Web scraping vs screen scraping
Web scraping extracts specific information inside the website via html and https requests. Screen scraping gathers pixels, i.e., screen display data. It detects the visual data displayed on the screen and collects the on-screen elements (text or images).
Screen scraping is often used to track a user’s activity or journey on a website, to extract information about a company’s webpage, or to steal private user information.
How is web scraping done?
Copy/paste is not a scalable scraping technique. The real threat comes from more advanced, cheaper and less resource-intensive forms of scraping.
Programming languages, Python in particular, often are used to extract information with simple regex or grep commands. Parsing helps understand the html code received after the command. Then, information is decoded and reassembled into a legible format.
The whole process can take between minutes and hours, depending on the quantity of data.
How to protect against web scraping
How do you make sure that Google, for instance, is still able to crawl and index your website, but that your content is safe and remains unique? You need to remain alert and actively work to protect your data, using any of the described solutions below that is most appropriate for you.
Dedicated bot management software
- CAPTCHA technology, such as reCAPTCHA Enterprise, is a security layer to prevent scripts from accessing content.

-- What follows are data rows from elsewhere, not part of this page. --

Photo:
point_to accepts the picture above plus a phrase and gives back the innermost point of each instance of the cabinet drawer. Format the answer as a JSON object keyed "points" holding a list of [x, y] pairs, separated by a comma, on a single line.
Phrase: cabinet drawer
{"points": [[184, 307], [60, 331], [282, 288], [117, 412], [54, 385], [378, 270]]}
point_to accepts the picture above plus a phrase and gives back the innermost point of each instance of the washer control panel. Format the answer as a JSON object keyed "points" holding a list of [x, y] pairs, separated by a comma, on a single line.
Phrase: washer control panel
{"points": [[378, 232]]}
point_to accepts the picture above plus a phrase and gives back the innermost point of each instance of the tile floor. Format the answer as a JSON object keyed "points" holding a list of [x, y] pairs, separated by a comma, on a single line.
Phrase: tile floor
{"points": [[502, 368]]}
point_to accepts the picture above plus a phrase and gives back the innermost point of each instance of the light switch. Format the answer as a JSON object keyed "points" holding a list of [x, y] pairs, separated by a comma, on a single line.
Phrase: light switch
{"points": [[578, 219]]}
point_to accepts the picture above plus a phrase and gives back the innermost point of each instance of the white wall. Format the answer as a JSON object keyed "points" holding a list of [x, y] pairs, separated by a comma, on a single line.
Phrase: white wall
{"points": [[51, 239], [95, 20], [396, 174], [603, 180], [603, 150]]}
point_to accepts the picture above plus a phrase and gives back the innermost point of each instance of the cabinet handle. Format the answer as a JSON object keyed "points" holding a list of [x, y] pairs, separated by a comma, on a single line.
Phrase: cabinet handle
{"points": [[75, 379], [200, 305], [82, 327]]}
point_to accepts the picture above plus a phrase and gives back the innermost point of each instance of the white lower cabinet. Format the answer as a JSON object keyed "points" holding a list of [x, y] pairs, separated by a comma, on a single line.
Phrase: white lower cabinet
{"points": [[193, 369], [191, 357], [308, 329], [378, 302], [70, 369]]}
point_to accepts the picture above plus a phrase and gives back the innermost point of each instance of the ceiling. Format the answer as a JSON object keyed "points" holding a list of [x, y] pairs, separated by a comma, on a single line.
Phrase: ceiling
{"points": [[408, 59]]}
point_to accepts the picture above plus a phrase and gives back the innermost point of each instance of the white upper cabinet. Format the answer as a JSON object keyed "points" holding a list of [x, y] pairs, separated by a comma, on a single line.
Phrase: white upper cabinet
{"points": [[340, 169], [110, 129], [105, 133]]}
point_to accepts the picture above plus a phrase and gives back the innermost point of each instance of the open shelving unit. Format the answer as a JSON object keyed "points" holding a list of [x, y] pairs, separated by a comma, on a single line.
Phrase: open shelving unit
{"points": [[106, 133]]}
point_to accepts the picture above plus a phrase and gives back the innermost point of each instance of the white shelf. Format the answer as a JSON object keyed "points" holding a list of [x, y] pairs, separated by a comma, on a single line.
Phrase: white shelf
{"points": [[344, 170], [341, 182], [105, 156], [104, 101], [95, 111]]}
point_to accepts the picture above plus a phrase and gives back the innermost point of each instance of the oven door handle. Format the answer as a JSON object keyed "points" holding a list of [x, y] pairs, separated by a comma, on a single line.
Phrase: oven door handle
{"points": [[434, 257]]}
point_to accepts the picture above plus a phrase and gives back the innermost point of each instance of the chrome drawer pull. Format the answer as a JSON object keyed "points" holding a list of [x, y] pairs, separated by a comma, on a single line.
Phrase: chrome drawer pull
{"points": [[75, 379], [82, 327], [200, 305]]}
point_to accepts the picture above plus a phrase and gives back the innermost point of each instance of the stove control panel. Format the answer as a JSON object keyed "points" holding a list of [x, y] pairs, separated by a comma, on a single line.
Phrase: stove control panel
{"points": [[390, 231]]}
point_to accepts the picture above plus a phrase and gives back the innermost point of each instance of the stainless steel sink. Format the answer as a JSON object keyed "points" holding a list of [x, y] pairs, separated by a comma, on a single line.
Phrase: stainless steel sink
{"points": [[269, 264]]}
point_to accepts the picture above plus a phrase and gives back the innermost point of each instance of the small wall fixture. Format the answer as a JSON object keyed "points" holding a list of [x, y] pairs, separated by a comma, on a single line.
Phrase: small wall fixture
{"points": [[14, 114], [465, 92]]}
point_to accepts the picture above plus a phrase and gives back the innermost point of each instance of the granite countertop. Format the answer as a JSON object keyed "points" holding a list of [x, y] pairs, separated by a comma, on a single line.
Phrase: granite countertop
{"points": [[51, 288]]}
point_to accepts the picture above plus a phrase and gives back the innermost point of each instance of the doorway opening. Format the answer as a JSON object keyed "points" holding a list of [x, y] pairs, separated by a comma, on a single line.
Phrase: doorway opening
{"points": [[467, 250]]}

- Cloudflare provides not only CDN and DDoS protection but also bot mitigation security.
- Imperva (formerly Distil Networks) is a tool that polices malicious traffic on the internet, detecting and neutralizing malicious bots.
- DataDome is another service that offers protection against scraping, scalping, credential stuffing, DDoS attacks and carding fraud.
Other anti-scraping techniques
- Robots.txt is a file instructing search engines what to crawl and index, allowing access to legal bots but denying access to suspicious scripts.
- SSL certificates come in the form of a security extension that protects user information. It is useful not only against web scraping but also as a minimum level of general security.
- Detect bot-like browsing patterns, such as unusual volumes of item views, monitor these accounts and block certain IP addresses. For this, you can use geolocation or you can look up a DNS-based block list.
- Block HTTP requests with unwanted User-Agent header.
- Change your html often, at least at the level of id and class. Since scrapers parse your html patterns and break down your markup code, the smallest changes can throw them off track.
- Add honeypots to trap the scrapers. This is usually done by creating fake pages that only a non-human would visit. If you detect activity on these pages, you can safely block the IP.
- Throttle requests, i.e., limit the number of requests/actions in a certain time frame.
- Enforce Terms and Conditions by requiring users to tick a box.
Conclusion
Data is the new gold mine — and it is incredibly easy to steal. Any of the solutions mentioned above will help protect it. The first step, though, is to be aware and alert. Right now, bots are hitting your URLs in search of usable data. Are you prepared to face them off? After all, your brand’s health depends on how well you protect your website’s content and your users’ information.